3. An inhibitor of protease nexin-1 (PN-1 ) for use in a method for promoting thrombolysis in a subject in need thereof.

4. The inhibitor of PN-1 for use according to any of claims 1 to 3 wherein said subject is afflicted with an ischemic condition selected from the group consisting of renal ischemia, retinal ischemia, brain ischemia and myocardial ischemia.

5. The inhibitor of PN-1 for use according to claim 4 wherein said subject has been diagnosed with a coronary disorder.

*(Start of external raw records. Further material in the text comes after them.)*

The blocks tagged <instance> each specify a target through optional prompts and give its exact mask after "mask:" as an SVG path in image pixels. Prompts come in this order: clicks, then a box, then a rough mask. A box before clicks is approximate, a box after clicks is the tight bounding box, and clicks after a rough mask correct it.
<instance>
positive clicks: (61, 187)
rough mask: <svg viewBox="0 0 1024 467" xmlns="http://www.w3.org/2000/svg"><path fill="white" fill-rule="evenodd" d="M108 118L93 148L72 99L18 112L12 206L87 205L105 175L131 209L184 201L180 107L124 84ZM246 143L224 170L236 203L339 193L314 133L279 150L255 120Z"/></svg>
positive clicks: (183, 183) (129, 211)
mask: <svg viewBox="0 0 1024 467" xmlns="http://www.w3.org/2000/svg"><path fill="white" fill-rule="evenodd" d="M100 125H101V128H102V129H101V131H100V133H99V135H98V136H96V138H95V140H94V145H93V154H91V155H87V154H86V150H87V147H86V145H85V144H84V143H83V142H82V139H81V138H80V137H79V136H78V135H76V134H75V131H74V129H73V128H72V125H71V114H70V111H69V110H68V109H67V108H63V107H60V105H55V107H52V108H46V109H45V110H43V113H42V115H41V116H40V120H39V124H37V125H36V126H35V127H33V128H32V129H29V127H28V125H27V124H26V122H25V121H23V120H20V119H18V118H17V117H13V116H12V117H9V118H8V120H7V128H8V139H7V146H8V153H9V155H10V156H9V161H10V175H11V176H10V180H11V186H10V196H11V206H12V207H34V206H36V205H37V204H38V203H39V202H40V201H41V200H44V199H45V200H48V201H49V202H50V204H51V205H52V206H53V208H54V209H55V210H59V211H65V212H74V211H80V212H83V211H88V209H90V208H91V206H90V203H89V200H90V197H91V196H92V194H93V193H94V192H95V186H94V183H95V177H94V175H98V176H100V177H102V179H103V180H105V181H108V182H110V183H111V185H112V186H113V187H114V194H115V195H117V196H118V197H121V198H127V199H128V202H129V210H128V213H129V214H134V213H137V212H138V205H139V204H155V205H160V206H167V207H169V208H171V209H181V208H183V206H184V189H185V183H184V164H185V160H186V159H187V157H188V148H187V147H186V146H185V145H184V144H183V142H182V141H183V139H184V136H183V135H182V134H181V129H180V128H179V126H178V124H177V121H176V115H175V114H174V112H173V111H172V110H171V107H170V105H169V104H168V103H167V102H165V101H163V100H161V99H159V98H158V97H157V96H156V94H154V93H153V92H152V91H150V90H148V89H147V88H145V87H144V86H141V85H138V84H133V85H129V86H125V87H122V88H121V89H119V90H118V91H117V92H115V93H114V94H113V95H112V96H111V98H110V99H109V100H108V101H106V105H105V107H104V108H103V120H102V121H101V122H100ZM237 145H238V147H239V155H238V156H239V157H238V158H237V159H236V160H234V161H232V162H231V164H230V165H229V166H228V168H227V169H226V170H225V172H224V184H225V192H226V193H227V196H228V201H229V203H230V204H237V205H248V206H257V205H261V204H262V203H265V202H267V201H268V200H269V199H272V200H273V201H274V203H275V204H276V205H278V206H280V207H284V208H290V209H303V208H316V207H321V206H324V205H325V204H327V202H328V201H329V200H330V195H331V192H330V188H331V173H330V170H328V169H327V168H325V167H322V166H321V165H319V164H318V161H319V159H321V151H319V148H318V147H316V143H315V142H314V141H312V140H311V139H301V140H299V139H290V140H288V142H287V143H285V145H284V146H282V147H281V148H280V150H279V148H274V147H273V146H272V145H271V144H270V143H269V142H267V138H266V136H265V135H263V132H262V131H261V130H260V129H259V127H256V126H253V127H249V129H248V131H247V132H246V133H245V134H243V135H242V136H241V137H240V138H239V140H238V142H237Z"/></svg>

6. The inhibitor of PN-1 for use according to claim 5 wherein said subject has been diagnosed a ST segment elevation myocardial infarction.

7. The inhibitor of PN-1 for use according to any of claims 1 to 6 wherein said inhibitor is selected from the group consisting of small organic molecules, antibodies, aptamers or polypeptides.

8. An inhibitor of protease nexin-1 (PN-1) for use in a method for enhancing therapeutic efficacy of a thrombolytic agent.

9. The inhibitor of PN-1 for use according to claim 8 wherein said thrombolyic agents is selected from the group consisting of reteplase (r-PA or Retavase), alteplase (t-PA or Activase), urokinase (Abbokinase), prourokinase, anisoylated purified streptokinase activator complex (APSAC), and streptokinase.

10. A combination of an inhibitor of PN-1 and a thrombolytic agent for use in a method for treating an ischemic condition in a subject in need thereof.

11. The combination according to claim 10 which further comprises an inhibitor of plasminogen activator inhibitor type-1.